[PLUG] What's up (or down) with spiritone/aracnet?

Mon Oct 2 20:42:26 UTC 2017

On 10/2/17 12:51 PM, plug-request at lists.pdxlinux.org wrote:

Just to be clear, based on the results of the testing I did it seemed to 
me that the problems the OP was experiencing with SpritOne were more 
Internet routing related and less DNS related.

A a traceroute from my home Comcast IC bounced around many hops in 
Comcast & Cogent's network before timing out. Whereas a traceroute from 
an Internet routable address took a few hops through Integra's network 
and successfully made it to mx2.spiritone.com

"The bad guys may be exploiting the DNS flaw described below, recently 
patched in the distro I'm currently upgrading. I bet the bad guys have 
tools for testing and probing DNS server integrity.

Why don't you and I have those tools? We build ephemeral new 
capabilities without diagnostic and monitoring tools for critical core 
capabilities. Then we replace core capabilities ( systemd ), trading a 
heap of old known bugs for a wilderness of new unknown bugs"

A couple of notes here:

"DNS Security Extensions were officially deployed on the root level in 
2010 for addresses using the .org top-level domain. In late 2010 and 
2011, .com, .net and .edu top-level domains were updated for DNSSEC, and 
implementation continues for country-specific top-level domains. By 
November 2011, over 25 percent of all top-level domains had been included"
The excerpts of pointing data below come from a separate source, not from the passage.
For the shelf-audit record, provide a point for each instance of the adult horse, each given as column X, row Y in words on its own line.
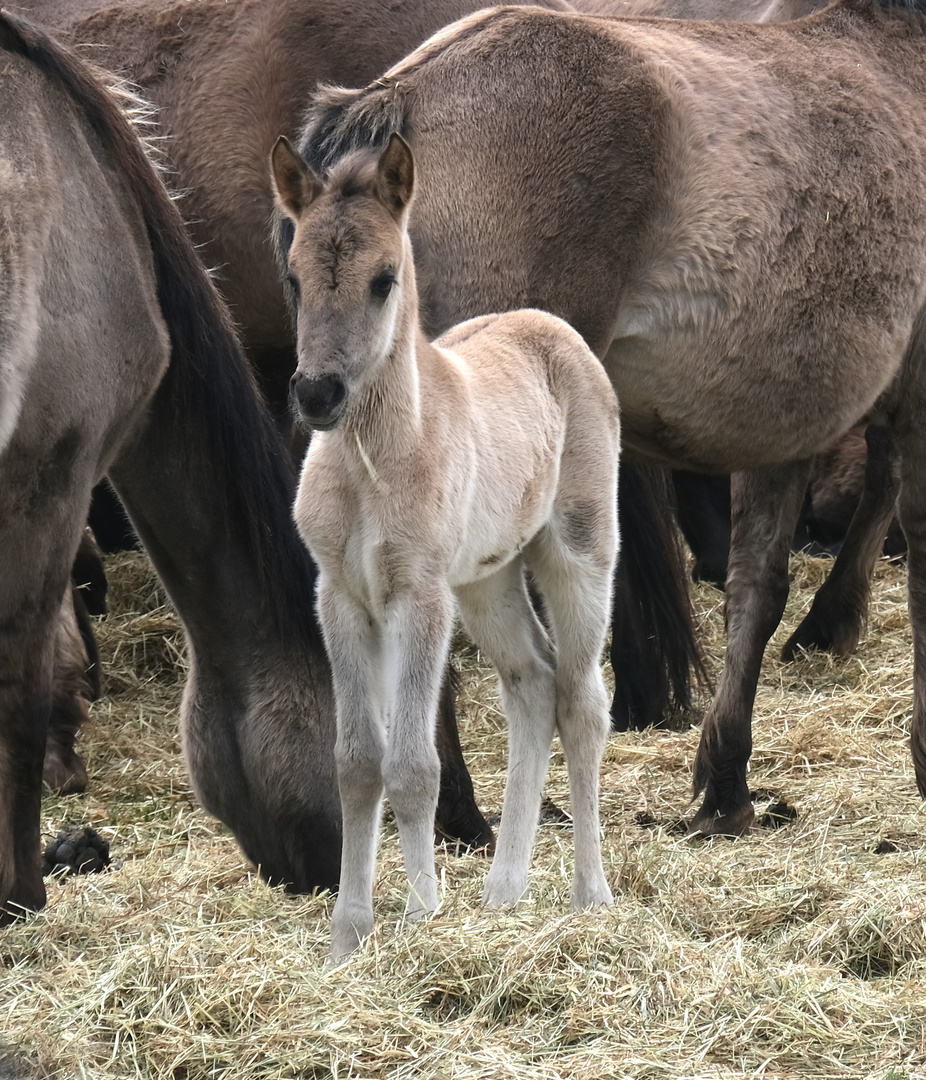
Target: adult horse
column 733, row 215
column 116, row 354
column 228, row 78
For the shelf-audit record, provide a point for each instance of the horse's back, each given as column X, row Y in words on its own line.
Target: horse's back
column 78, row 287
column 545, row 423
column 724, row 201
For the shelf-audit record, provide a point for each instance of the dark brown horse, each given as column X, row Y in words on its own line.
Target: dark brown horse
column 116, row 354
column 733, row 215
column 228, row 79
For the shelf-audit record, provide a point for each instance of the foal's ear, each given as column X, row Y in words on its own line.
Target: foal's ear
column 396, row 175
column 295, row 184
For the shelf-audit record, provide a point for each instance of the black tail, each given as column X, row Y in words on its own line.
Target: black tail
column 207, row 400
column 653, row 651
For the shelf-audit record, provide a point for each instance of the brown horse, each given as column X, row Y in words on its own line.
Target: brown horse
column 733, row 215
column 116, row 354
column 228, row 78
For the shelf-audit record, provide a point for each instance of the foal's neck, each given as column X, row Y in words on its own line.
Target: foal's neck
column 387, row 420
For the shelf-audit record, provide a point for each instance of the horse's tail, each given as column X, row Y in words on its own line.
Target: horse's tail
column 206, row 402
column 654, row 652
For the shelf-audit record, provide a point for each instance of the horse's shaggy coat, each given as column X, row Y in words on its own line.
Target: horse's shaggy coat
column 733, row 215
column 117, row 354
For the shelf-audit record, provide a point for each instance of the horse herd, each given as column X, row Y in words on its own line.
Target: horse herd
column 732, row 215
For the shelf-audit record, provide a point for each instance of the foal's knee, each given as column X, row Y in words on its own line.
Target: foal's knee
column 413, row 783
column 359, row 771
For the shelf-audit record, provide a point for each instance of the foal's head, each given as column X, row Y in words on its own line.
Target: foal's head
column 347, row 266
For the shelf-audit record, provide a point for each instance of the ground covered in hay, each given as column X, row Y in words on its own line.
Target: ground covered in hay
column 796, row 952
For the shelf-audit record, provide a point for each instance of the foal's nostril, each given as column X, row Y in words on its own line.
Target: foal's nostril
column 319, row 401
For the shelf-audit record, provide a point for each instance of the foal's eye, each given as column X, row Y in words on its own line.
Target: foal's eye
column 381, row 284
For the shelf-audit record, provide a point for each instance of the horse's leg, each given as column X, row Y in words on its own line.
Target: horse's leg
column 417, row 644
column 354, row 649
column 575, row 585
column 37, row 554
column 912, row 507
column 840, row 608
column 703, row 512
column 457, row 817
column 765, row 508
column 63, row 770
column 653, row 638
column 499, row 618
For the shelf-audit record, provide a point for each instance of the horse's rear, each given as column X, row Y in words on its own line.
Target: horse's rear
column 82, row 346
column 734, row 216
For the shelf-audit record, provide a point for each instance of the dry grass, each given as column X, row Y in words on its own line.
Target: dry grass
column 795, row 952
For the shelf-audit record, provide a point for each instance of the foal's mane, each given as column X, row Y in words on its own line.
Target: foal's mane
column 207, row 400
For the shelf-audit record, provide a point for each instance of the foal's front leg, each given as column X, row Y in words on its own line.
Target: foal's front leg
column 499, row 618
column 354, row 649
column 418, row 624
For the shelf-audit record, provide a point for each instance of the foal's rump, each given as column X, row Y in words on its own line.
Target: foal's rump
column 544, row 417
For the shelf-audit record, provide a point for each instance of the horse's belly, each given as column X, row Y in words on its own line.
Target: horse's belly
column 688, row 403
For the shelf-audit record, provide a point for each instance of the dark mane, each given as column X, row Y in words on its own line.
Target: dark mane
column 207, row 400
column 341, row 121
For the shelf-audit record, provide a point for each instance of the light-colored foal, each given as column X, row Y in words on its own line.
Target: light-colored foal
column 438, row 471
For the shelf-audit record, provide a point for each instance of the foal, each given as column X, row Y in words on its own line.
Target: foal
column 441, row 470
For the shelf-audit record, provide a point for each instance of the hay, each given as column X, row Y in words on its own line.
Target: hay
column 796, row 952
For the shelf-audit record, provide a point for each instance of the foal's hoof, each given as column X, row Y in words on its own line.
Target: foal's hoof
column 592, row 894
column 350, row 927
column 504, row 890
column 734, row 822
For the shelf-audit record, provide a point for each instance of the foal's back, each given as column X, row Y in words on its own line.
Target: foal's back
column 535, row 393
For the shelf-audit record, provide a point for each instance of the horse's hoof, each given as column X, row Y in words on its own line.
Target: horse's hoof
column 735, row 822
column 64, row 775
column 821, row 635
column 351, row 925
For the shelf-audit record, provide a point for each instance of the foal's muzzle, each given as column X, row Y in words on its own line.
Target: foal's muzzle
column 318, row 402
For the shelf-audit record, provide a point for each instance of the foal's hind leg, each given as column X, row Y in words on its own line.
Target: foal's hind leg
column 765, row 507
column 575, row 580
column 499, row 618
column 840, row 608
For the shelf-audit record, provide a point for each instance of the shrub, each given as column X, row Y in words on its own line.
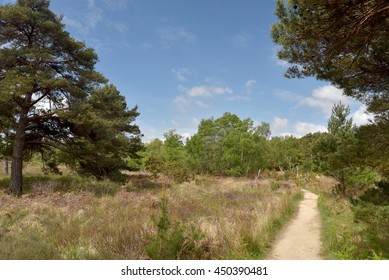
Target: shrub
column 173, row 241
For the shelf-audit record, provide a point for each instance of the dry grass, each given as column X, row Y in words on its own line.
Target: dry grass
column 237, row 217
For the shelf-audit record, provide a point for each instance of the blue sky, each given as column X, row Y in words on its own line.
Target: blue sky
column 182, row 61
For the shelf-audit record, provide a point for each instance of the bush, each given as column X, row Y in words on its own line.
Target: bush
column 174, row 241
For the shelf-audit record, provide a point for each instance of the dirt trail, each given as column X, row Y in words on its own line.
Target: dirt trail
column 300, row 239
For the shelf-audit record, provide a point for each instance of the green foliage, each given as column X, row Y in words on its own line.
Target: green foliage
column 336, row 152
column 173, row 241
column 104, row 135
column 52, row 98
column 65, row 184
column 228, row 145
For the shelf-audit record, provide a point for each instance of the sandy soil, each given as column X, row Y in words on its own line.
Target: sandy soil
column 300, row 239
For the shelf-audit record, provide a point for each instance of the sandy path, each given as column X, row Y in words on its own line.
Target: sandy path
column 300, row 239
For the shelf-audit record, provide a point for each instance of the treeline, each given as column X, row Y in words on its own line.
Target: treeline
column 354, row 156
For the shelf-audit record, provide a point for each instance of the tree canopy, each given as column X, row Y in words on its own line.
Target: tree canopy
column 344, row 42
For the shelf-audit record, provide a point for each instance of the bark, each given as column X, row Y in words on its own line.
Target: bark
column 6, row 170
column 16, row 183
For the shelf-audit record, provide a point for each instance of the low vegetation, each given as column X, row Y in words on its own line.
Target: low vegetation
column 208, row 218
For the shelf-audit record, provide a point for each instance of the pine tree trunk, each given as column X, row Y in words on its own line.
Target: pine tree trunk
column 6, row 172
column 16, row 182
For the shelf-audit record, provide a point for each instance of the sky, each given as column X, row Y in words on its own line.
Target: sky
column 181, row 61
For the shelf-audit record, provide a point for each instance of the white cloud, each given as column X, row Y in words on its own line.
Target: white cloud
column 281, row 127
column 279, row 124
column 181, row 74
column 288, row 96
column 303, row 128
column 324, row 98
column 184, row 103
column 250, row 84
column 205, row 91
column 175, row 34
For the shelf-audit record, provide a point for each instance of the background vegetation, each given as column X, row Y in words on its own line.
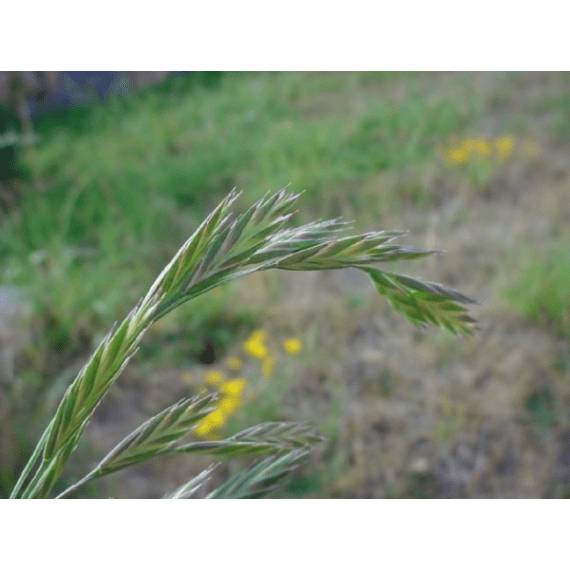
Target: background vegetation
column 471, row 163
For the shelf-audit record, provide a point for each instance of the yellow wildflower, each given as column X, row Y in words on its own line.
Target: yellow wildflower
column 292, row 345
column 187, row 377
column 234, row 388
column 214, row 377
column 234, row 363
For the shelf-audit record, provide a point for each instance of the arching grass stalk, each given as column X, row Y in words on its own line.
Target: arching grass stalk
column 228, row 245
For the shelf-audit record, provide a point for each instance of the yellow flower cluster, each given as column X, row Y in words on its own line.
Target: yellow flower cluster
column 477, row 149
column 232, row 389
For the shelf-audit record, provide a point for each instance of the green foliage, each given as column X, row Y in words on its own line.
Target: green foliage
column 227, row 245
column 542, row 293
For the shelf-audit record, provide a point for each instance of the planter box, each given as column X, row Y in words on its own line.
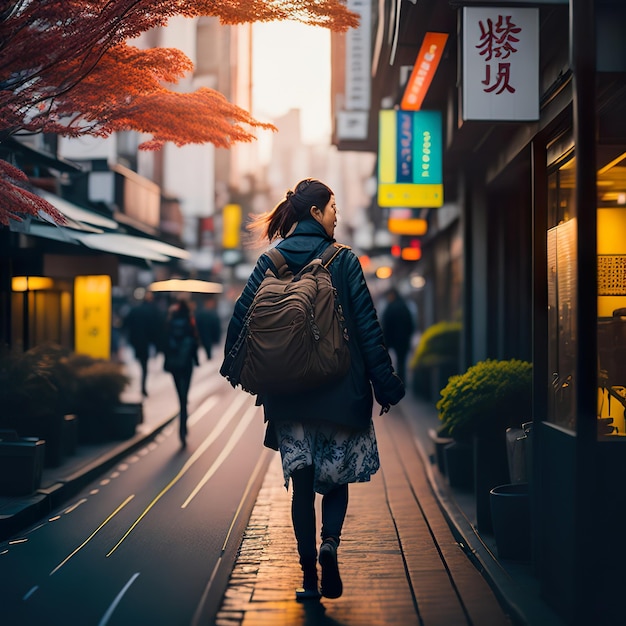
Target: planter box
column 491, row 469
column 124, row 420
column 21, row 464
column 510, row 512
column 459, row 463
column 439, row 444
column 70, row 435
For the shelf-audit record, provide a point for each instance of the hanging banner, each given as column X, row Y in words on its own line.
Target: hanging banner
column 410, row 159
column 424, row 69
column 500, row 63
column 92, row 316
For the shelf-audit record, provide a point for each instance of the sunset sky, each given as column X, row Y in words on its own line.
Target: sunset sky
column 292, row 70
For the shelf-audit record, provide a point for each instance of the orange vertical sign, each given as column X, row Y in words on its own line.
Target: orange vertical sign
column 424, row 69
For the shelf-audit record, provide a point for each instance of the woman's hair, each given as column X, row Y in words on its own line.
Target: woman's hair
column 180, row 308
column 294, row 207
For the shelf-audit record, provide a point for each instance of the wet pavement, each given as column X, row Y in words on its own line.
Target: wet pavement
column 409, row 552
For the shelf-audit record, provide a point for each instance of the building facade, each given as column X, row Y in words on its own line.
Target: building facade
column 528, row 252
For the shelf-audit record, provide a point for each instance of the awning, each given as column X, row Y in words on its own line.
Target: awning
column 74, row 212
column 85, row 227
column 126, row 245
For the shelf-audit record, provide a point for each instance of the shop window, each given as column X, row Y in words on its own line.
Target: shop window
column 562, row 298
column 611, row 214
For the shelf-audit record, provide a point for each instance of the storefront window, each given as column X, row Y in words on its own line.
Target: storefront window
column 611, row 213
column 562, row 296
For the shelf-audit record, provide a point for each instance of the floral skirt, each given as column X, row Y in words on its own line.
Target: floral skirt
column 338, row 455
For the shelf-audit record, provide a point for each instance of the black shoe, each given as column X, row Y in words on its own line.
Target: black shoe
column 309, row 590
column 332, row 587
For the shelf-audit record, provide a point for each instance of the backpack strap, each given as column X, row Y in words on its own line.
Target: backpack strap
column 328, row 256
column 331, row 252
column 277, row 258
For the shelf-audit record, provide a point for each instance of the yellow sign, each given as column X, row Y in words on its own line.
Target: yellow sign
column 231, row 226
column 92, row 316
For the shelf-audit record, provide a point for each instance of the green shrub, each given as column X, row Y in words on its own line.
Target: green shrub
column 488, row 398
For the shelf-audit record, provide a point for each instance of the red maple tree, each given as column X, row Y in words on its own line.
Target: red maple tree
column 66, row 68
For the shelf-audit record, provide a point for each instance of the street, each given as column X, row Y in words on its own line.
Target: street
column 153, row 540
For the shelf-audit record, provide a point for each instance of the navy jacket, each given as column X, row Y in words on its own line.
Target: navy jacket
column 347, row 401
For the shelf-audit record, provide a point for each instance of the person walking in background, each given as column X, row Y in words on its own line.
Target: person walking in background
column 209, row 325
column 398, row 328
column 181, row 354
column 143, row 326
column 326, row 435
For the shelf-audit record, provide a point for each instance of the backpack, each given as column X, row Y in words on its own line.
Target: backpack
column 293, row 337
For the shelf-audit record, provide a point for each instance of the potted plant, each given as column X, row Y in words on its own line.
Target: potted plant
column 435, row 359
column 478, row 406
column 34, row 387
column 99, row 385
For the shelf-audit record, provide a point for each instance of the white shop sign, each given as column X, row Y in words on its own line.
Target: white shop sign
column 500, row 63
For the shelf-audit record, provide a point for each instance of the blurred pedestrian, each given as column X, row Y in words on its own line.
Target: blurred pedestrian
column 209, row 325
column 144, row 326
column 181, row 354
column 398, row 328
column 326, row 435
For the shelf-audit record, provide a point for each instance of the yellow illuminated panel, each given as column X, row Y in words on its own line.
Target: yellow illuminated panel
column 411, row 254
column 231, row 220
column 92, row 316
column 31, row 283
column 410, row 195
column 387, row 147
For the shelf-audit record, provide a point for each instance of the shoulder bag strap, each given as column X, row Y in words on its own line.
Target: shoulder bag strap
column 331, row 252
column 277, row 258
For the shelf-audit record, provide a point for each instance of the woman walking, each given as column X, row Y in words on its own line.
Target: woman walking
column 181, row 354
column 325, row 436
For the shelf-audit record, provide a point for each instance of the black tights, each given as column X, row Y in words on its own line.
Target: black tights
column 334, row 507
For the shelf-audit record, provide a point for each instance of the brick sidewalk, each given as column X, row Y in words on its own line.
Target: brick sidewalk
column 399, row 561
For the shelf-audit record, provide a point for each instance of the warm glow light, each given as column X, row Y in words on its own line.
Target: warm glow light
column 412, row 226
column 411, row 254
column 31, row 283
column 613, row 163
column 185, row 285
column 365, row 261
column 417, row 282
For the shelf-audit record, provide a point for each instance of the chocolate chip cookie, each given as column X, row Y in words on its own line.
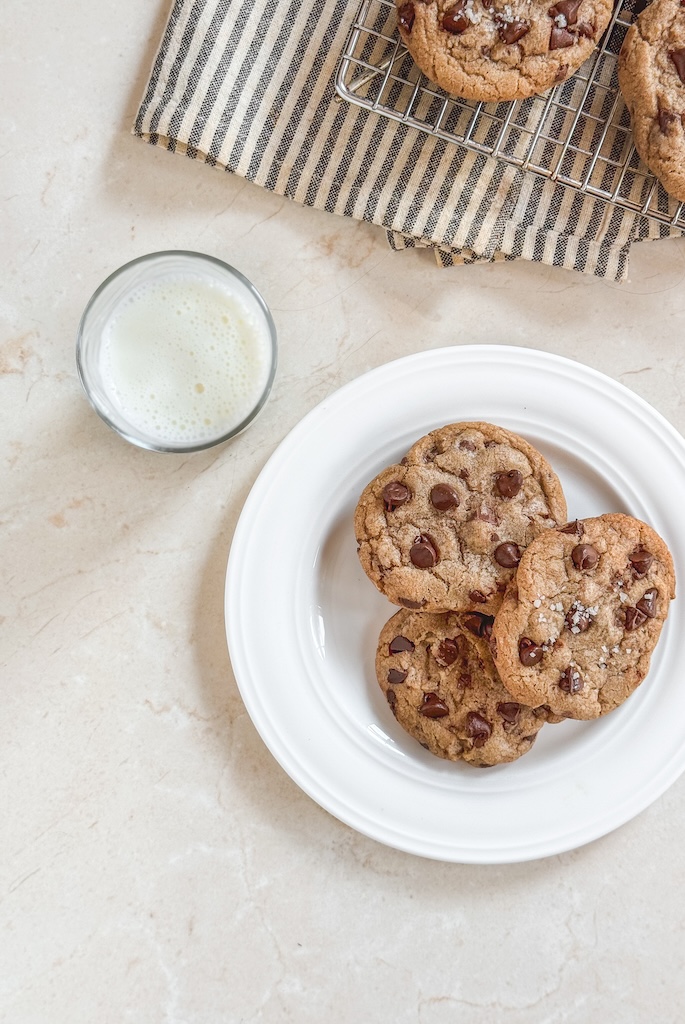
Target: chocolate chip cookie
column 651, row 76
column 444, row 529
column 439, row 680
column 579, row 625
column 497, row 51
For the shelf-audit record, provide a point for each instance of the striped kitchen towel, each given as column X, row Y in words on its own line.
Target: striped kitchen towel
column 249, row 86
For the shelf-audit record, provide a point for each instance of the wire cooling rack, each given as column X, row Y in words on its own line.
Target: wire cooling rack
column 578, row 134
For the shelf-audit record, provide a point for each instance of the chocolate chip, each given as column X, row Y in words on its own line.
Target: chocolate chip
column 424, row 553
column 641, row 559
column 560, row 38
column 666, row 118
column 443, row 498
column 394, row 495
column 567, row 8
column 647, row 602
column 509, row 711
column 634, row 617
column 678, row 57
column 585, row 556
column 570, row 680
column 478, row 624
column 575, row 527
column 508, row 555
column 511, row 32
column 399, row 644
column 528, row 651
column 455, row 19
column 446, row 653
column 509, row 483
column 478, row 728
column 433, row 707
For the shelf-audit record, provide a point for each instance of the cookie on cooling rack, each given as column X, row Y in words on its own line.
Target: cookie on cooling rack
column 443, row 530
column 439, row 680
column 651, row 76
column 578, row 627
column 501, row 51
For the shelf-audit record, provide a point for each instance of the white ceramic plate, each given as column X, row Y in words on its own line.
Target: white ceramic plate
column 302, row 620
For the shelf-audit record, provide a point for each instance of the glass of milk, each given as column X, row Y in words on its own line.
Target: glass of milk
column 177, row 351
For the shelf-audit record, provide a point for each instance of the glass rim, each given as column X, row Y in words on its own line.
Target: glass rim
column 129, row 434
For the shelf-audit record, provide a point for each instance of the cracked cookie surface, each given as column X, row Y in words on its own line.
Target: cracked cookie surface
column 580, row 623
column 443, row 530
column 440, row 682
column 501, row 51
column 651, row 76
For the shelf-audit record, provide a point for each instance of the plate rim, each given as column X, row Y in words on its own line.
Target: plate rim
column 302, row 774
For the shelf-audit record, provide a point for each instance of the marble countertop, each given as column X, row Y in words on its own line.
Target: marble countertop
column 156, row 862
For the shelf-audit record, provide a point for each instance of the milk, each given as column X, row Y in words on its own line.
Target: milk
column 185, row 358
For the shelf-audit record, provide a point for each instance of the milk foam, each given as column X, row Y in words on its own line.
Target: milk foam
column 186, row 359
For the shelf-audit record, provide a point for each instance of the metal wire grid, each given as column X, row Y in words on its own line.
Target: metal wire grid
column 578, row 134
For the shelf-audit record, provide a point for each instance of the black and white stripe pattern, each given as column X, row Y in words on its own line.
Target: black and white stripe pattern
column 248, row 85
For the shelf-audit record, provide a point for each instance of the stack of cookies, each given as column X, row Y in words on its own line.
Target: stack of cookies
column 651, row 76
column 491, row 50
column 510, row 615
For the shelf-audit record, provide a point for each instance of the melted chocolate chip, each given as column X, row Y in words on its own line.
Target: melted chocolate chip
column 560, row 38
column 424, row 553
column 585, row 556
column 678, row 57
column 394, row 495
column 433, row 707
column 508, row 555
column 509, row 711
column 511, row 32
column 446, row 653
column 641, row 559
column 478, row 624
column 478, row 728
column 509, row 483
column 399, row 644
column 570, row 680
column 405, row 16
column 634, row 619
column 528, row 652
column 455, row 19
column 647, row 603
column 443, row 498
column 567, row 8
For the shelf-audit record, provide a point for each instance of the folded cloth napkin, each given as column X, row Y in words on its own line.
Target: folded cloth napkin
column 249, row 86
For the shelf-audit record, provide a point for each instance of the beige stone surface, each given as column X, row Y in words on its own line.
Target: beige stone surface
column 156, row 862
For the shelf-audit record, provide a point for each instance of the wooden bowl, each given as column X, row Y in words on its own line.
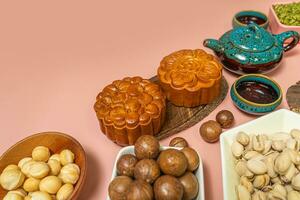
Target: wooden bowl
column 56, row 142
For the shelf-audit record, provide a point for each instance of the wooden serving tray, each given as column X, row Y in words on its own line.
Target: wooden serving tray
column 181, row 118
column 293, row 97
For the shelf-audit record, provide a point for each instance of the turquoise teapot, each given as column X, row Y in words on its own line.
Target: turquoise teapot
column 252, row 49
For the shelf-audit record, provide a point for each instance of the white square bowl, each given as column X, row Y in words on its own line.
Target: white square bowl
column 279, row 121
column 199, row 171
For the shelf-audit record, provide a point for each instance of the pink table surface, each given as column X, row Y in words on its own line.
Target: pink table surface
column 55, row 56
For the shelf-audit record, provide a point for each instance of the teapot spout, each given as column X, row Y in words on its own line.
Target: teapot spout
column 214, row 45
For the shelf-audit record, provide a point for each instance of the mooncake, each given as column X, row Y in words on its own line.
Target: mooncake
column 129, row 108
column 190, row 78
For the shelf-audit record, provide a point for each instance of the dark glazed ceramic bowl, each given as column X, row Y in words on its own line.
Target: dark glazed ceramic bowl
column 256, row 94
column 243, row 18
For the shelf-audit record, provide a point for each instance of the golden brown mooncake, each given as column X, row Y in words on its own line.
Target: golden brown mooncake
column 190, row 78
column 129, row 108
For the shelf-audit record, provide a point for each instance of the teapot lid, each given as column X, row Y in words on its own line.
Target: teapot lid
column 251, row 38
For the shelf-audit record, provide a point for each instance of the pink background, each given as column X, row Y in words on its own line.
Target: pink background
column 55, row 56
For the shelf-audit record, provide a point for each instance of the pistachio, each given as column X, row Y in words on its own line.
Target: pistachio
column 251, row 154
column 276, row 180
column 247, row 184
column 280, row 136
column 282, row 163
column 288, row 188
column 296, row 182
column 293, row 144
column 261, row 181
column 243, row 138
column 242, row 193
column 278, row 145
column 293, row 195
column 295, row 133
column 259, row 195
column 241, row 168
column 294, row 155
column 274, row 195
column 269, row 161
column 280, row 189
column 268, row 146
column 237, row 149
column 257, row 166
column 258, row 143
column 291, row 172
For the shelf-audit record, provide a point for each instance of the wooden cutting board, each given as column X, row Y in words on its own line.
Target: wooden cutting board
column 293, row 97
column 181, row 118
I'm not sure where the implementation of DNSSEC stands today, but cases 
of public DNS exploitation/corruption are pretty rare.

Most if not all tools the "bad guys" are using in the public domain. 
There are many security researchers, "white hat" hackers and 
organizations on the beat these days trying to keep the Internet safe, 
functional, healthy. And they're concerned with all the "bad guys", 
gov't, corporations, and individual evil doers.

And as the majority of Internet servers are running FOSS than 
proprietary corporate code I have a bit more  trust in it as it's 
constantly under peer review and testing.

The biggest problem here is that for most developers and users, features 
& functionalities generally come before security. It's slowly changing 
and security is being baked in more now but I think it'll always lag 
behind and the onus of security will probably always fall on the end user.